Richemont ne détaille pas les résultats par marques. Tout ce que je peux dire c'est que Cartier est à Richemont ce que Louis Vuitton est à LVMH. C'est-à-dire le vaisseau amiral du groupe.
Comment avez-vous investi en Chine ?
Cartier y a été l'un des pionniers, en 1992, mais nous avons dû fermer six ans plus tard. Le pays n'était pas mûr du tout. Nous avons rouvert en 2000 et 2001, à Pékin et Shanghaï. Aujourd'hui, notre réseau compte trente-sept magasins. Nous avons réalisé ce chemin au galop, pour devenir le premier joaillier en Chine, présent dans vingt-deux villes.
Lors de mon dernier voyage, je suis allé dans dix-neuf villes en huit jours, depuis Harbin en Mandchourie, Hohhot - Mongolie-Intérieure - , à Hangzhou, où l'on trouve la plus grande concentration mondiale de voitures de luxe. Il y a potentiellement quarante villes où l'on peut être présent en Chine. De plus, ce que Cartier a semé sur le territoire chinois, il le récolte avec les 75 millions de touristes Chinois qui voyagent dans le monde entier.
Contrairement à Louis Vuitton, vous n'êtes pas installé à Oulan-Bator, en Mongolie.

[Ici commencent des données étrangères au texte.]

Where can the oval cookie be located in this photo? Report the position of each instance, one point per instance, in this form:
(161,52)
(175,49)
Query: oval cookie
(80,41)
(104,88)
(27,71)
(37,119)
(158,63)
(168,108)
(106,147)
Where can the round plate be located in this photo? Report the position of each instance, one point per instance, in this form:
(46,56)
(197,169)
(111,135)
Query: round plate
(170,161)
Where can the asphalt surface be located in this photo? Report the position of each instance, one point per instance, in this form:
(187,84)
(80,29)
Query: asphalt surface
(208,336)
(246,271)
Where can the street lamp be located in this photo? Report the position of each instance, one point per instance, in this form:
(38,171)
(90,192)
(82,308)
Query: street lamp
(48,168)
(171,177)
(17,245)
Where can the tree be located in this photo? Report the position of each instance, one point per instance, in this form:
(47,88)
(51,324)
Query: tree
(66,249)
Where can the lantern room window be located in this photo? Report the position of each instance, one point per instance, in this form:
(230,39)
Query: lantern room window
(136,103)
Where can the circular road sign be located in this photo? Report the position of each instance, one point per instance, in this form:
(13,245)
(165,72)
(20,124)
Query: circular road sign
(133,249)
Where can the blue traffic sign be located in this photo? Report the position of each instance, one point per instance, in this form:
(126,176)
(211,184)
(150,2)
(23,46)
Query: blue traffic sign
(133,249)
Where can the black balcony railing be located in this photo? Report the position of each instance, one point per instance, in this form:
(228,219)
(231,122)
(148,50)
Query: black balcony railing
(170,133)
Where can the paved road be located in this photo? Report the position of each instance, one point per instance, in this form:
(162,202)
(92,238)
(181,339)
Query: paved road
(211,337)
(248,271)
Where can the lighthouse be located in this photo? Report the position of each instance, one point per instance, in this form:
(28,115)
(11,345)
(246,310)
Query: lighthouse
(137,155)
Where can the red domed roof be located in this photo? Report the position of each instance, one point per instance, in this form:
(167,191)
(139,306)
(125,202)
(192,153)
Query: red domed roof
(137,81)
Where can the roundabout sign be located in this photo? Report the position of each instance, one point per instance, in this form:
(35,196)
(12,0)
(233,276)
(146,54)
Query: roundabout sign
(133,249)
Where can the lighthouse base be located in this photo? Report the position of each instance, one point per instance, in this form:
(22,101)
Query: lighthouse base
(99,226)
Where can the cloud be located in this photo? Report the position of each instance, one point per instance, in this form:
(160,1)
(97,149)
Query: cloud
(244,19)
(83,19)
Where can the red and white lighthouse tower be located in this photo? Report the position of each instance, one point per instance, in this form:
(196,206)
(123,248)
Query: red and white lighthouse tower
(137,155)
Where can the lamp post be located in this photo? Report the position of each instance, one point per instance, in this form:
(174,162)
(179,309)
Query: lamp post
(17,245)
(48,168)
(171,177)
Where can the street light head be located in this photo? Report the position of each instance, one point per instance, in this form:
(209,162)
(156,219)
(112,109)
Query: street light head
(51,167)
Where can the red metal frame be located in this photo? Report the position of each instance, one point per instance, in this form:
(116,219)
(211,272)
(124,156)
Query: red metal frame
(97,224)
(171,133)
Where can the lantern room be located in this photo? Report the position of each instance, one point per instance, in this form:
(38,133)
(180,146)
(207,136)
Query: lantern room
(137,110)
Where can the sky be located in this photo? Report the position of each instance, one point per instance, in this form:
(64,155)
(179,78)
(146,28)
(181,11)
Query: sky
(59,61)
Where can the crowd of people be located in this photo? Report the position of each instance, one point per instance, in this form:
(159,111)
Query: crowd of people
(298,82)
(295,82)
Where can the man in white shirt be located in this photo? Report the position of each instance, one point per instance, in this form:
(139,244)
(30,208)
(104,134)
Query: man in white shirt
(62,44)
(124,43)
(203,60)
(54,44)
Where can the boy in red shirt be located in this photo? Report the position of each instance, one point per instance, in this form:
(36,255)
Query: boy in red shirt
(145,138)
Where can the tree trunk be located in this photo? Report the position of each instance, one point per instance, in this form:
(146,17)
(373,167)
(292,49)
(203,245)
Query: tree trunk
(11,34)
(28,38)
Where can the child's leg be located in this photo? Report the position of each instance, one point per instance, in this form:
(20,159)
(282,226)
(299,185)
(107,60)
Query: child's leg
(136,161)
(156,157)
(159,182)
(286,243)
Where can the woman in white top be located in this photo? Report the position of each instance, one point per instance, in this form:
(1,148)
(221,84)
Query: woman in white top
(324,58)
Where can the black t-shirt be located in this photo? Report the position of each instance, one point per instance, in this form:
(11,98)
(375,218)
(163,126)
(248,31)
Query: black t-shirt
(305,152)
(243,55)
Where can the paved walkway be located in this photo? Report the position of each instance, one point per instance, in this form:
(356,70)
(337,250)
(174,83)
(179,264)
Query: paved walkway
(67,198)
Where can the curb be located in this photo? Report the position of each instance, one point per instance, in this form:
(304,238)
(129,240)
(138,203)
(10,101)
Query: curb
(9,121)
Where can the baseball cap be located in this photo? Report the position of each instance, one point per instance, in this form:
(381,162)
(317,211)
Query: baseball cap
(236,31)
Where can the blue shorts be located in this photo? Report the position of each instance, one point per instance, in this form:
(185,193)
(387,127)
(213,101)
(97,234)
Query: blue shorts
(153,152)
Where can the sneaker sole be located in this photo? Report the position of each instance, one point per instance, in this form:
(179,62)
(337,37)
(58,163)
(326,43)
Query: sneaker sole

Pourquoi ?
Avec Vuitton, nous sommes très complémentaires. C'est une marque " trafic " - qui vise un public plus large - alors que Cartier est plus élitiste. En raison du développement pionnier de ces deux marques, nous sommes, en général, présents dans le monde aux mêmes endroits. A quelques exceptions près. Comme à Oulan-Bator, où nous considérons qu'il n'y a pas assez d'argent pour nous. A Almaty, au Kazakhstan, ou à Bakou (Azerbaïdjan), c'est l'inverse, il y a peu de " trafic " mais beaucoup d'argent. Vuitton n'y est pas, nous y sommes. En réalité, nous n'avons pas les mêmes clients. Le prix d'achat moyen de Vuitton est compris entre 500 et 700 euros, le nôtre est bien plus élevé : il faut compter entre 3 000 et 4 000 euros pour une montre.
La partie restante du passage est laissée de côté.